Depuis la promulgation du décret de 2007, stipulant la création de l'ANIREF (Agence d'intermédiation et de régulation foncière) comme autorité à qui échoit la gestion du portefeuille foncier destiné à l'activité industrielle et productive, à ce jour, de multiples textes ont été promulgués pour recentrer, soit les modalités d'accès à ce type de terrains, soit, la gestion des espaces dédiés à l'activité industrielle.
Mais, cet arsenal juridique de plus en plus étoffé est loin de mettre fin aux blocages auxquels sont confrontés les chefs d'entreprises et les investisseurs. Le cas de l'Eurl Terzi, spécialisée dans les travaux d'imprimerie et transformation de papier est bien indiqué à étudier pour mieux cerner cette problématique liée à l'accès au foncier au sein des zones d'activité.

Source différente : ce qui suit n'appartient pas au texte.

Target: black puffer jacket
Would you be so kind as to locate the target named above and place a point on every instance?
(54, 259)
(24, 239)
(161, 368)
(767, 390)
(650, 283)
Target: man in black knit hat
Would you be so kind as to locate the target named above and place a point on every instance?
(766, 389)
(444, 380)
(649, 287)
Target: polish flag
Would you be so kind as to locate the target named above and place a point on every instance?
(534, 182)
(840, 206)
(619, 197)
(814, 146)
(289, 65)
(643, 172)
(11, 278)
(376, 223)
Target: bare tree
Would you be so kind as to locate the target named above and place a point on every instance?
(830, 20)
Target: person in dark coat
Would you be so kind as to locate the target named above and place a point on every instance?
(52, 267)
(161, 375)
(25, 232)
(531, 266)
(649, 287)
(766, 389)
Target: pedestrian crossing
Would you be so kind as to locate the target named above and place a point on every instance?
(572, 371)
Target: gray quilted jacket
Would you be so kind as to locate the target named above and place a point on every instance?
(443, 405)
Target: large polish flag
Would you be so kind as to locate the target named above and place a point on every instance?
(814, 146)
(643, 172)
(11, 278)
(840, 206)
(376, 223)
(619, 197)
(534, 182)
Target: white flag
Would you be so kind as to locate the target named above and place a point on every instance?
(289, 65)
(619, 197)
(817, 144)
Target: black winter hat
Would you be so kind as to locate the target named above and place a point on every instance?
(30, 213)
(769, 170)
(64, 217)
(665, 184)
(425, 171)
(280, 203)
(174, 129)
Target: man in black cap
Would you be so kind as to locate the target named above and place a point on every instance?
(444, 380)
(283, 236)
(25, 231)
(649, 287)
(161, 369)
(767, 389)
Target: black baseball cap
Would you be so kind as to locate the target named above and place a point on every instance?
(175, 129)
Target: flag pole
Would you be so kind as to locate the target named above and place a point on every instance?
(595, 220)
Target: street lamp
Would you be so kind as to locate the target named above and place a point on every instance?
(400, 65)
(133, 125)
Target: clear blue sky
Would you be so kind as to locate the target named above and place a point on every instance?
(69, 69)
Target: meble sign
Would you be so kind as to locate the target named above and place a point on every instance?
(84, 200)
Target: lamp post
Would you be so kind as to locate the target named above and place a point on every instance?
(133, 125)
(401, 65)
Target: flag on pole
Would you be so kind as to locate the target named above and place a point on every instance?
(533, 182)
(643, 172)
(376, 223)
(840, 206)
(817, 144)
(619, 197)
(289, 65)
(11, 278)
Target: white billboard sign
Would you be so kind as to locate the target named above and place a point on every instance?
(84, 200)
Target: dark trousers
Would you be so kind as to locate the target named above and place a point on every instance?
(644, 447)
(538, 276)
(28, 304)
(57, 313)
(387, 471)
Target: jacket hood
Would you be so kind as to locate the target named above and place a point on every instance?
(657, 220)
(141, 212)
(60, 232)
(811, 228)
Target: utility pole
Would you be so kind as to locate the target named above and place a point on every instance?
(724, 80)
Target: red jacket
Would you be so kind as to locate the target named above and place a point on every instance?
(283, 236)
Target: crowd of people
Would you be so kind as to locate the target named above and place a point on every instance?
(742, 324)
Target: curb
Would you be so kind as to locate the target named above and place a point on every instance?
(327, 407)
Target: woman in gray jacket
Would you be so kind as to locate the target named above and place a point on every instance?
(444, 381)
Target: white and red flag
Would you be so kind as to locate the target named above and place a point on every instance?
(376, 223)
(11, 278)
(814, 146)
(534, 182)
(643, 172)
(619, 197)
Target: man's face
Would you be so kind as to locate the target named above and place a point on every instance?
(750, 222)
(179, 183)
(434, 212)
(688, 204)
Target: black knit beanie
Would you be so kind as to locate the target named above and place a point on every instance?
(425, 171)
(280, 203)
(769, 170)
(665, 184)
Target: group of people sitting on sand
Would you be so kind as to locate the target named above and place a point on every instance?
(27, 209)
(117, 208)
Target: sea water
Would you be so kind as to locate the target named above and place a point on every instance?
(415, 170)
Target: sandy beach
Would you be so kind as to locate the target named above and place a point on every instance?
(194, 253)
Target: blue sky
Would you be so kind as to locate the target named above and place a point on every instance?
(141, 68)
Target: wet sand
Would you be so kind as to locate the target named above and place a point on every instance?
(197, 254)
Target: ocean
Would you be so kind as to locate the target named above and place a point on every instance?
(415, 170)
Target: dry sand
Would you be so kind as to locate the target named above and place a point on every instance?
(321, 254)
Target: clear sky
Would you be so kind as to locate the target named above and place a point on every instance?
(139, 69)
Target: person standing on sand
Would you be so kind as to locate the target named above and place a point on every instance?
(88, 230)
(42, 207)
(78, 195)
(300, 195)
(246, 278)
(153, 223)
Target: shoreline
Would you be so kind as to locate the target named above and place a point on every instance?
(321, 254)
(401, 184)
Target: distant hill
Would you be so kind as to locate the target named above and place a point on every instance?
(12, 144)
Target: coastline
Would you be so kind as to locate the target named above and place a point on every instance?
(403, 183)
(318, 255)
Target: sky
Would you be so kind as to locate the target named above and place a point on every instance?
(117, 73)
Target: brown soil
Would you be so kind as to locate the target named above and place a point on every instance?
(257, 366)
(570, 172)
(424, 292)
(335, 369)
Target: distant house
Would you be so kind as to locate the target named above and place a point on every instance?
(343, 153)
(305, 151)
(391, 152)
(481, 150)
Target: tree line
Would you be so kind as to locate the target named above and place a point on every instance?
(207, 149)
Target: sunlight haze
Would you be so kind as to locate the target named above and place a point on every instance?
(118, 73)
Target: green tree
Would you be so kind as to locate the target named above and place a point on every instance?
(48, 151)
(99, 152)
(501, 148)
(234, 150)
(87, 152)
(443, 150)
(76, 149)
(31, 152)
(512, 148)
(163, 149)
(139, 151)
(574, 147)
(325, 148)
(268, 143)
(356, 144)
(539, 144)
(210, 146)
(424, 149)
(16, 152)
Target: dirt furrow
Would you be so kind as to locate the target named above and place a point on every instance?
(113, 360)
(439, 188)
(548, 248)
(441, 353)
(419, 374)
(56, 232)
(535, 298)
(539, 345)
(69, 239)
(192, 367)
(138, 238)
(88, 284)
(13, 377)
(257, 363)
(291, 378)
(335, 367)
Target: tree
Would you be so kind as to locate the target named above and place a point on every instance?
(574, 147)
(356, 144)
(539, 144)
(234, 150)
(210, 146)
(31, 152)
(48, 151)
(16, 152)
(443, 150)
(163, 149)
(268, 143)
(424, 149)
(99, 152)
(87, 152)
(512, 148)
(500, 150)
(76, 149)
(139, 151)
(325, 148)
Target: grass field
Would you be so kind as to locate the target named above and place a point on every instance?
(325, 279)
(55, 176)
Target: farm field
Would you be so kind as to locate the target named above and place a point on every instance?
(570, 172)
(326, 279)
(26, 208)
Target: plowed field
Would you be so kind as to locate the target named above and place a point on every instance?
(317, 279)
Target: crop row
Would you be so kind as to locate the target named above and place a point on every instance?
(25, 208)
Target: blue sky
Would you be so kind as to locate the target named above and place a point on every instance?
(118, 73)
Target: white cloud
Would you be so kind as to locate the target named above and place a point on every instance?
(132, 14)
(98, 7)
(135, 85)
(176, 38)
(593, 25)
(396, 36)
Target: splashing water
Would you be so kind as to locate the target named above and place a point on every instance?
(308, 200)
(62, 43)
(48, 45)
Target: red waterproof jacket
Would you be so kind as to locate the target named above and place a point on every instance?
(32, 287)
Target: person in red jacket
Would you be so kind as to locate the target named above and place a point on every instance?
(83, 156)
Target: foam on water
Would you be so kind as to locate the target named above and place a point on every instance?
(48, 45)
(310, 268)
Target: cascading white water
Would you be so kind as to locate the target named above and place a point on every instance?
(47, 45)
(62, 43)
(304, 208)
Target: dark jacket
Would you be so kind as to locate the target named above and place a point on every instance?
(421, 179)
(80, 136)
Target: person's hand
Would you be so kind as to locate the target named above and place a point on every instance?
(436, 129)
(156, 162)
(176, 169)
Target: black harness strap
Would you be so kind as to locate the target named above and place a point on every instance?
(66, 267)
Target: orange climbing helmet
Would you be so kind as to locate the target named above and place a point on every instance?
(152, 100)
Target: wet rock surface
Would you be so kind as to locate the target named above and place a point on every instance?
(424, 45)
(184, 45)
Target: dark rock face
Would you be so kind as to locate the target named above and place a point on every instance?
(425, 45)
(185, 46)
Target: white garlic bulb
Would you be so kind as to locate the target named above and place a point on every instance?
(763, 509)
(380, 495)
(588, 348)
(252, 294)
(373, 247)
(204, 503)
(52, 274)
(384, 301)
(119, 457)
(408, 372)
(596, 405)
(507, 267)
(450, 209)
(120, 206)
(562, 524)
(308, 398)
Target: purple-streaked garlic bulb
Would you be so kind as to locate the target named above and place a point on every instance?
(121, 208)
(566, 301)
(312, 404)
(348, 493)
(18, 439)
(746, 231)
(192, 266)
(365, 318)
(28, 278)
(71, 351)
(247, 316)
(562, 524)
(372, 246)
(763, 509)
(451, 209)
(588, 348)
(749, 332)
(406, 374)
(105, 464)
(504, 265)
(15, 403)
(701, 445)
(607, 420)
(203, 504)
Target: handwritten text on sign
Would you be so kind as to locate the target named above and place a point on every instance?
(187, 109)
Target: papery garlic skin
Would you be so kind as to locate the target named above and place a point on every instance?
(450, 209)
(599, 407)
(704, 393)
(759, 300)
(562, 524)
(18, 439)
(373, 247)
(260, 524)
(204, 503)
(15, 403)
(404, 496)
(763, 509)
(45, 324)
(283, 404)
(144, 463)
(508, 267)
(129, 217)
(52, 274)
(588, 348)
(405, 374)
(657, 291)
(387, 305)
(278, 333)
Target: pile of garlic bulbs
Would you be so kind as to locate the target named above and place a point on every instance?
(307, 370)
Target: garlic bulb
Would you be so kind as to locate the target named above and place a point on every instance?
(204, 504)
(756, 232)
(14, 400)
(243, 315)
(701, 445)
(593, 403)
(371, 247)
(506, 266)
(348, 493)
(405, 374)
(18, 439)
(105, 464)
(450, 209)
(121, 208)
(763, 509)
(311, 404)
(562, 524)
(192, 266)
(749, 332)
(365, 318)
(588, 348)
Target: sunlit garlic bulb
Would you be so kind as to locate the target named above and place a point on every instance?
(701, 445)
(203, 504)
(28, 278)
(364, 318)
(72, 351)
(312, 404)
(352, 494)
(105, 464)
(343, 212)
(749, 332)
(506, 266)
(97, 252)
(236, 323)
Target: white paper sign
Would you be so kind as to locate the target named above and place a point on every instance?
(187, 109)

En 2008, l'entreprise en question, employant 32 salariés, a acquis auprès de la SOGI (société de gestion immobilière) affiliée au ministère de l'industrie et de la promotion de l'investissement, un terrain de 1 754 m² au niveau de la zone d'activité de Draâ Ben Khedda pour l'extension de son unité de production. Bien que le terrain ait été payé en totalité, pour plus de 3 millions de dinars, cette parcelle de terrain demeure toujours bloquée. Son acquéreur n'a jamais eu à l'esprit que son projet demeurera en attente quatre années plus tard.
4 ans pour une simple signature
En effet, trois mois après l'acquisition de son terrain, M. Amar Ouali Terzi, premier responsable de cette PME en expansion, entamera un cycle de démarches administratives pour dénouer un blocage auquel il ne s'attendait jamais. Dans une requête datant du mois de février 2009, adressée au directeur de la SOGI propriétaire initial du terrain, M. Terzi écrit : « Le projet d'investissement prévu sur le terrain acquis auprès de vos services fait l'objet d'un blocage, faute d'un acte de propriété devant àªtre délivré par vos services pour la constitution du dossier d'obtention d'un permis de construire pour entamer les travaux de réalisation de notre unité (…) ».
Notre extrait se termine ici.